Evaluation of Clinical Efficacy and Safety
The CoDIFy trial was a multi-center, double-blind, RCT that assessed the efficacy and safety of ridinilazole compared with oral vancomycin in patients with CDI. A total of 100 patients were randomized to receive either ridinilazole 200 mg twice daily (BID) or oral vancomycin 125 mg four times daily (QID) for 10 days. The majority (87%) of patients enrolled had no history of recurrent CDI with 80% of CDIs considered non-severe.
In the modified intent-to-treat population (n = 69), ridinilazole demonstrated superiority on sustained clinical response rates (absence of recurrent disease for the next 30 days) compared to vancomycin (24 [66.7] vs. 14 [42.4%]; difference 21.1%; 90% CI 3.1-39.1%; p = 0.0004).
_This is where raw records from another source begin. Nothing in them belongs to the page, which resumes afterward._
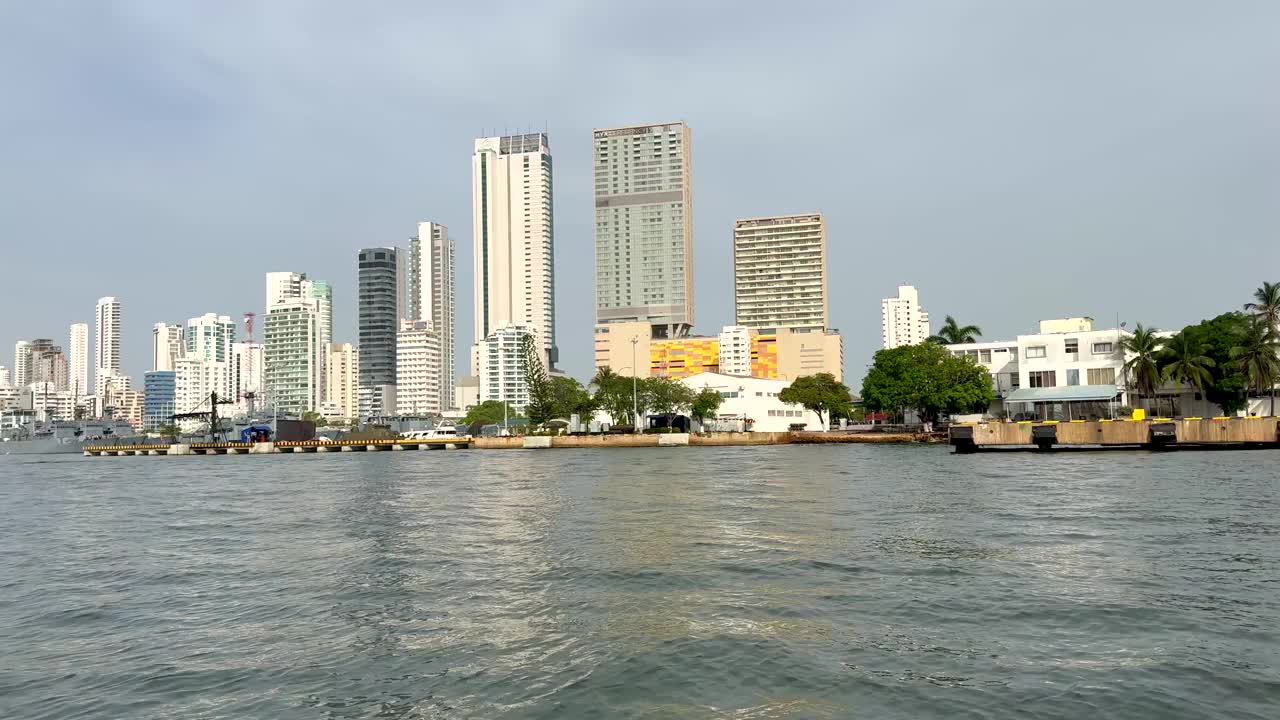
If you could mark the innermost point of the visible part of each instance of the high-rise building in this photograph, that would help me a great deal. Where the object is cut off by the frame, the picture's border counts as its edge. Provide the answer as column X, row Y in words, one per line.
column 22, row 364
column 78, row 360
column 780, row 272
column 644, row 227
column 383, row 288
column 430, row 294
column 282, row 286
column 501, row 363
column 292, row 356
column 210, row 337
column 417, row 369
column 903, row 320
column 106, row 342
column 513, row 238
column 167, row 346
column 158, row 402
column 342, row 378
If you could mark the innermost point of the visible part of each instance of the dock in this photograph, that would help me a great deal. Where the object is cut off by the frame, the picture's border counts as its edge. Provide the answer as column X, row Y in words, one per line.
column 278, row 447
column 1155, row 433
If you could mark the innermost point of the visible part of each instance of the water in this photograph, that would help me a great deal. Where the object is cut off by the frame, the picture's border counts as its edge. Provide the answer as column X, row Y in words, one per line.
column 746, row 583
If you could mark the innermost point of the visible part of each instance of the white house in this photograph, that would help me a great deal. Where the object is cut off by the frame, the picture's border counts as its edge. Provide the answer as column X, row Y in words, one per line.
column 752, row 404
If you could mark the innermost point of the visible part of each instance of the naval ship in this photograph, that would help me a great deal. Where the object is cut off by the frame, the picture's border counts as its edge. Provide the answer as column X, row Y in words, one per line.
column 65, row 436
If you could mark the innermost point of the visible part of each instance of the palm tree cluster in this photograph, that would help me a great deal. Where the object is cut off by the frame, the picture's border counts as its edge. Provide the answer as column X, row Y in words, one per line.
column 1155, row 360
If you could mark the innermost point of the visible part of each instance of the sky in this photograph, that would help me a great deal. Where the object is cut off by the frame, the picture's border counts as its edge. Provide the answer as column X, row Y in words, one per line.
column 1014, row 159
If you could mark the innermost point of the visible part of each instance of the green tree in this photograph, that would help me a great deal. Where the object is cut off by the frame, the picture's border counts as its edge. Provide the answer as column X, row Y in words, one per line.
column 1229, row 383
column 822, row 393
column 926, row 378
column 1184, row 361
column 1257, row 358
column 666, row 396
column 542, row 395
column 954, row 333
column 704, row 405
column 489, row 413
column 613, row 395
column 1143, row 367
column 1266, row 305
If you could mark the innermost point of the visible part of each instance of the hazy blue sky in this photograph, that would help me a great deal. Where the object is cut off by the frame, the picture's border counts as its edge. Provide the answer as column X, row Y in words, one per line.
column 1014, row 159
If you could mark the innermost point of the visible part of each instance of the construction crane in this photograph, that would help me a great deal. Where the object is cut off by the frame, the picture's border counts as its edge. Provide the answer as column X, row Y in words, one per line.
column 210, row 415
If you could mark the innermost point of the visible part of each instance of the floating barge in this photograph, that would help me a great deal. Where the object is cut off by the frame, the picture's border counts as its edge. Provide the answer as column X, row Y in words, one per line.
column 1162, row 433
column 278, row 447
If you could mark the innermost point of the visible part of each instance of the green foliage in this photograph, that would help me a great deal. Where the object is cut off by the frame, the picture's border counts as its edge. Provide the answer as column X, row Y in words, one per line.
column 954, row 333
column 489, row 413
column 542, row 395
column 1143, row 365
column 1257, row 358
column 822, row 393
column 705, row 404
column 664, row 395
column 613, row 395
column 926, row 378
column 1228, row 382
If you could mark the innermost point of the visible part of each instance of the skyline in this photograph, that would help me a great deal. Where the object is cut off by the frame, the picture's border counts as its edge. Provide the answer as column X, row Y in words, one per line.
column 1009, row 163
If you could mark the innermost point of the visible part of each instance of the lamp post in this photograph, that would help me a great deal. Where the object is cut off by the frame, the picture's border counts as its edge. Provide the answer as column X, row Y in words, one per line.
column 635, row 392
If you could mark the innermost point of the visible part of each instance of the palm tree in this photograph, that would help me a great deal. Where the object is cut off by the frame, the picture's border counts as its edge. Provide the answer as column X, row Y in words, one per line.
column 1143, row 347
column 1266, row 305
column 1187, row 364
column 1257, row 358
column 955, row 333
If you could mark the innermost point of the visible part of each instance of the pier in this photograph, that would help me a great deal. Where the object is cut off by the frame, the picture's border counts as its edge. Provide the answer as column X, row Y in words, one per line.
column 278, row 447
column 1162, row 433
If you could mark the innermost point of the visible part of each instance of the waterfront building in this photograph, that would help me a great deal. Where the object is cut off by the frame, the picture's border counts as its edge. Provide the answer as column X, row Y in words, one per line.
column 246, row 377
column 342, row 379
column 383, row 296
column 903, row 320
column 159, row 390
column 106, row 342
column 167, row 346
column 292, row 356
column 430, row 294
column 768, row 352
column 195, row 381
column 752, row 404
column 417, row 369
column 78, row 360
column 210, row 337
column 644, row 227
column 501, row 360
column 780, row 272
column 513, row 240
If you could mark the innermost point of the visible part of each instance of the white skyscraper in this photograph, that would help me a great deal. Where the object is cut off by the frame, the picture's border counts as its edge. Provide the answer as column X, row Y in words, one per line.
column 106, row 343
column 167, row 346
column 417, row 369
column 78, row 358
column 513, row 247
column 903, row 320
column 430, row 294
column 644, row 227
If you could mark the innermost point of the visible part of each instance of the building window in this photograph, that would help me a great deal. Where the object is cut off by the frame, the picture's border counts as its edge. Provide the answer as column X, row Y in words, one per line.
column 1101, row 376
column 1042, row 378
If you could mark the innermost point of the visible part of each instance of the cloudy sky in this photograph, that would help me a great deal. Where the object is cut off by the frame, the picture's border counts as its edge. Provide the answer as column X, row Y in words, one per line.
column 1014, row 159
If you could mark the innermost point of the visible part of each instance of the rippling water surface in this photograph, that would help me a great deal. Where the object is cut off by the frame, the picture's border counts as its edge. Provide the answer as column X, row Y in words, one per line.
column 748, row 583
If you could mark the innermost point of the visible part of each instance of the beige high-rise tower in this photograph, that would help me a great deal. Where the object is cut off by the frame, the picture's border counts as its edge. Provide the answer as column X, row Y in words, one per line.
column 644, row 227
column 780, row 272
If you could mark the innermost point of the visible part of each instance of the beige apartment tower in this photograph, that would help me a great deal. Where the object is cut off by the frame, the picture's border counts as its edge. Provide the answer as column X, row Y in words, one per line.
column 780, row 272
column 644, row 227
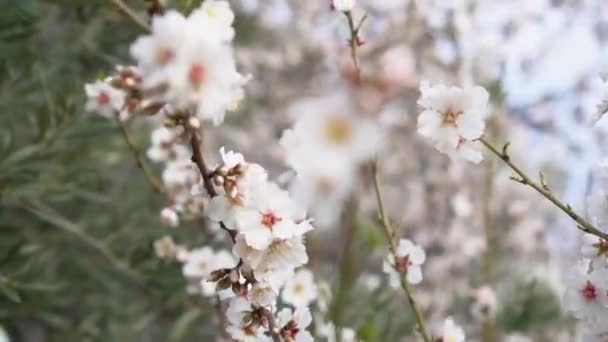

The improvement in sustained clinical response rate was driven by reduction in rate of recurrent CDI in ridinilazole treated patients (14.3%) compared to vancomycin treated patients (34.8%). The rates of clinical cure were 77.8% and 69.7% for ridinilazole and vancomycin (90% CI -9.3% - 25.8%), respectively, meeting the non-inferiority. The incidence of treatment-emergent adverse events and serious adverse effects was similar between treatments[16].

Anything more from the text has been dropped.